Historically, IT organizations had no choice but to use hard-coded process flows and spreadsheets for service relationship management. That not only necessitated significant time investments in manual data entry but also made it considerably more difficult to administer large-scale environments where information would inevitably get scattered across hundreds if not thousands of individual files, leading to a great deal of inefficiency and compromising governance.
By the time ServiceNow came along with its cloud-based automation platform, this problem has already spiraled out of control for many enterprises despite the best efforts of traditional ITSM software providers such as IBM and CA. The firm’s timing couldn’t have been more perfect. In a few short years, it emerged as one of the growing vendors in the industry, all thanks to unique approach that extends the system of record beyond IT across the entire enterprise leveraging the elasticity of the public cloud.
“Pretty much any request, response and fulfillment-type workflow can be handled by our platform,” Fred Luddy, the founder and chief product officer of ServiceNow told SiliconANGLE in a 2013 interview on theCUBE. The strength of ServiceNow is that it’s a horizontal solution at its core but can be extended to meet industry and department-specific requirements through a built-in application creator that allows users to build pre-packaged services for managing business processes without doing any coding.

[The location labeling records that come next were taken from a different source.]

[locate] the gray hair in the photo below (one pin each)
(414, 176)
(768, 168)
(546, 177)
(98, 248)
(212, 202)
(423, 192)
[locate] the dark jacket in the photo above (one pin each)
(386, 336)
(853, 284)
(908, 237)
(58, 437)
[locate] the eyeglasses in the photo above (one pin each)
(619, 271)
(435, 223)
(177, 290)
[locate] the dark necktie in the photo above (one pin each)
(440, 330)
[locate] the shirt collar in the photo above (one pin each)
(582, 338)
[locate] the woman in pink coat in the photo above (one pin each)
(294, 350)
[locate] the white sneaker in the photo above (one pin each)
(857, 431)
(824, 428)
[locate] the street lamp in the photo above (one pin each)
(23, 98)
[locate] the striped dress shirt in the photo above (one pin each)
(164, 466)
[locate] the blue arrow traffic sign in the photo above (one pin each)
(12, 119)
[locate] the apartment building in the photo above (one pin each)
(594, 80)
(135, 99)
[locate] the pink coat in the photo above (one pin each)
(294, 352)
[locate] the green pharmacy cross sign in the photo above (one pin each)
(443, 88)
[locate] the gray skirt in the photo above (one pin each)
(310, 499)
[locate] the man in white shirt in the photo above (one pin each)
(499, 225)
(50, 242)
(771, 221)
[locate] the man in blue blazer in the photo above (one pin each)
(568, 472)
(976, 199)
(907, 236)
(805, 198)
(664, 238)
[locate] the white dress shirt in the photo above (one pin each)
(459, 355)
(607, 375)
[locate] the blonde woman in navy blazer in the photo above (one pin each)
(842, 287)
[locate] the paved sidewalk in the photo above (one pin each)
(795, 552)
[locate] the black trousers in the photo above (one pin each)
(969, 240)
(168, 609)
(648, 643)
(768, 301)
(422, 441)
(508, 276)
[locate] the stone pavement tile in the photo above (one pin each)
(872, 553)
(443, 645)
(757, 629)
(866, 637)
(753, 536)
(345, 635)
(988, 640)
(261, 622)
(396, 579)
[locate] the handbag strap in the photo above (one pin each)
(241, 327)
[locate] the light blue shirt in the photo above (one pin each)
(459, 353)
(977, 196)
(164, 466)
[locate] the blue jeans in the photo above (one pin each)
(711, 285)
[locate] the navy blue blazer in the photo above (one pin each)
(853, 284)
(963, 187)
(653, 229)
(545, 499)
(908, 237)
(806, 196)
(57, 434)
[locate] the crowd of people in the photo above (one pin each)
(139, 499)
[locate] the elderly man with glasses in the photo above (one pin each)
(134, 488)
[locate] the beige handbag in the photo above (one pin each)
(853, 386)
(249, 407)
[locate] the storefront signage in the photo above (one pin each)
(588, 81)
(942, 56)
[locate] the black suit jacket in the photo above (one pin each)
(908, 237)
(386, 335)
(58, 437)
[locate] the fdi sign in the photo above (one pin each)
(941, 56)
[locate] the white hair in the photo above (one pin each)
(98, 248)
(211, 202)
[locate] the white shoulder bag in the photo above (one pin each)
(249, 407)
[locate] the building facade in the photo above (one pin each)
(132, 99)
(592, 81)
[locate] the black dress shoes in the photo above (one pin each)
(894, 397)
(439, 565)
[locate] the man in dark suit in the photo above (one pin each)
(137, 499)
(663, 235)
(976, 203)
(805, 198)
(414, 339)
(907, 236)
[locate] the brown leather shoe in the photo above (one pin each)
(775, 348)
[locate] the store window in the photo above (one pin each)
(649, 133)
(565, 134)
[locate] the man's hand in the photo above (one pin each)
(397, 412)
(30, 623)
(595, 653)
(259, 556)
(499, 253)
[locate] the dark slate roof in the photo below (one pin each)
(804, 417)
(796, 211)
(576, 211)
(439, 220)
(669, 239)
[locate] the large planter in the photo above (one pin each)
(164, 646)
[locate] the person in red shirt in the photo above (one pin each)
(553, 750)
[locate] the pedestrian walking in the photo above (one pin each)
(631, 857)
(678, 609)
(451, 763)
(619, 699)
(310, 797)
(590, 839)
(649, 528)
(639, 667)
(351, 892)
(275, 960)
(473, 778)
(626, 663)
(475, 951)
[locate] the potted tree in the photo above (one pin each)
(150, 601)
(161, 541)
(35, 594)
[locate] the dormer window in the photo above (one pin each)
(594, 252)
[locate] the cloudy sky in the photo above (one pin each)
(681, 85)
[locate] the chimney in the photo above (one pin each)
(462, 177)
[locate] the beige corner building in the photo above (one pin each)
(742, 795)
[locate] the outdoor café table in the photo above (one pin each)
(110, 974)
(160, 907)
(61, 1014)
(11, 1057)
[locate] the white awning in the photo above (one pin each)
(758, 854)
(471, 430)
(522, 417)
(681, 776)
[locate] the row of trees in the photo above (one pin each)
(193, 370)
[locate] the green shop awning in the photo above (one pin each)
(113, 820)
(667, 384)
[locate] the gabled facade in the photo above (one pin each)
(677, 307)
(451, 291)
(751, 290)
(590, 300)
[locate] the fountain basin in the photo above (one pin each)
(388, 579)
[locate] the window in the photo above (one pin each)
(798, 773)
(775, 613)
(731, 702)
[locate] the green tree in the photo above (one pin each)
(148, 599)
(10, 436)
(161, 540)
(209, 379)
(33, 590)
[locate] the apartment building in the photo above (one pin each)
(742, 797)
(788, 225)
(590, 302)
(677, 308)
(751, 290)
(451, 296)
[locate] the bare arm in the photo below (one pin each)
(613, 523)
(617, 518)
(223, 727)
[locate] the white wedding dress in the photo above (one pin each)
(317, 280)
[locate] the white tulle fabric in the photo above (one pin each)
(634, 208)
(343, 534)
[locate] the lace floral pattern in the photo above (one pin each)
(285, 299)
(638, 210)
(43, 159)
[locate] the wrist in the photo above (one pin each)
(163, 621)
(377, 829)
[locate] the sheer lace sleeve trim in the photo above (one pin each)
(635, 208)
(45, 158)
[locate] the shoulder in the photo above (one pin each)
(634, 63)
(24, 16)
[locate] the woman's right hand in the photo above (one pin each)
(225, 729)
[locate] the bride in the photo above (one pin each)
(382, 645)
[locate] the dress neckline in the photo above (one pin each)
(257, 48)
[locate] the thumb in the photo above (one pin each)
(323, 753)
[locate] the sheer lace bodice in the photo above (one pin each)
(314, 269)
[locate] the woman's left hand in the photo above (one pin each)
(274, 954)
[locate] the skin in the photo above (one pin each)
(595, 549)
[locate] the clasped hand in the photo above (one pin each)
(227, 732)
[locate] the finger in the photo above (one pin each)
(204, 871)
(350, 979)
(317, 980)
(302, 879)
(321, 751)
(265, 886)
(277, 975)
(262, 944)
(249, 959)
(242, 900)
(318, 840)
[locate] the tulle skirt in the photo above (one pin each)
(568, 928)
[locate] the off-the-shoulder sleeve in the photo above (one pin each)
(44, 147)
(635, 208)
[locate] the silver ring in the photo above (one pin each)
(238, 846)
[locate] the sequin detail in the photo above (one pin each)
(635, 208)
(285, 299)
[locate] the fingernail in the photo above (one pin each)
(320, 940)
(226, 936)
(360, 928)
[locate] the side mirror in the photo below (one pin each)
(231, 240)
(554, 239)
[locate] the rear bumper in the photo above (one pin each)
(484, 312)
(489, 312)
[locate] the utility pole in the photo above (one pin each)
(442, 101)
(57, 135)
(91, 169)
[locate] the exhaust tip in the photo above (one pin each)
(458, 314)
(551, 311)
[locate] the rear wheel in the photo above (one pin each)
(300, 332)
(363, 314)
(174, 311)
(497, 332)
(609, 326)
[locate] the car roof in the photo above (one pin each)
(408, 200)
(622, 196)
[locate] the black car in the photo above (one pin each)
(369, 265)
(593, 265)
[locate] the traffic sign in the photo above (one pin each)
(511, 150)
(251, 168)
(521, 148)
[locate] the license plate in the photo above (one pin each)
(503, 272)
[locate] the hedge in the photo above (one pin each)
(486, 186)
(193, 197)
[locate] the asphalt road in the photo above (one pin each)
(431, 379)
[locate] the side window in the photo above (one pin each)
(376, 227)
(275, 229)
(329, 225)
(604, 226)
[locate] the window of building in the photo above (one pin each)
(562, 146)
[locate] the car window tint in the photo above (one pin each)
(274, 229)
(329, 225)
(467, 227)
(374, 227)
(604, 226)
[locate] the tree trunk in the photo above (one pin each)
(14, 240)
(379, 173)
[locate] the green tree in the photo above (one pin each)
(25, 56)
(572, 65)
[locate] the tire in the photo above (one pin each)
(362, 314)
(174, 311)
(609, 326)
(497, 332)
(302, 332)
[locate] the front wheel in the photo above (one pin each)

“What our customers have done over the years is create different applications that help them streamline that workflow. Typically that workflow is handled by people creating a spreadsheet, emailing it to someone else, having it emailed back, perhaps they built a Lotus Notes app in the past. Our platform usage has been expanded by our customers sometimes beyond our wildest dreams,” Luddy said.
Although it’s not unreasonable to assume that customer-developed applications far exceed the number of apps created by ServiceNow partners, the firm has done surprisingly little to take advantage of its users’ resourcefulness so far despite seemingly recognizing the potential from very early on. But that is changing today with the introduction of Share, an online exchange that lets members of the ServiceNow community to share ideas and avoid having to reinvent the wheel when they stumble upon a problem that someone else has already solved.
The free marketplace features applications, extensions, integrations, dashboards and other improvements to the core platform provided by customers and partners that have been ‘authenticated’ by the company, which ensures that the solutions in the catalog are safe for deployment. As for the service itself, it features a simplified search capability that makes it easier for developers to filter for software that meets their specific criteria and packs limited social functionality as well, namely the ability to rate contributions based on their usefulness.
Although limited, the launch lineup for Share is nonetheless impressive. It includes several applications for requesting different types of assets, from projects to equipment, as well as a wide range of specialized automation utilities designed with specific industries in mind. There’s also a developer tool called HereNow that provides a real-time location tracking capability which can be embedded into mobile applications for improved content targeting.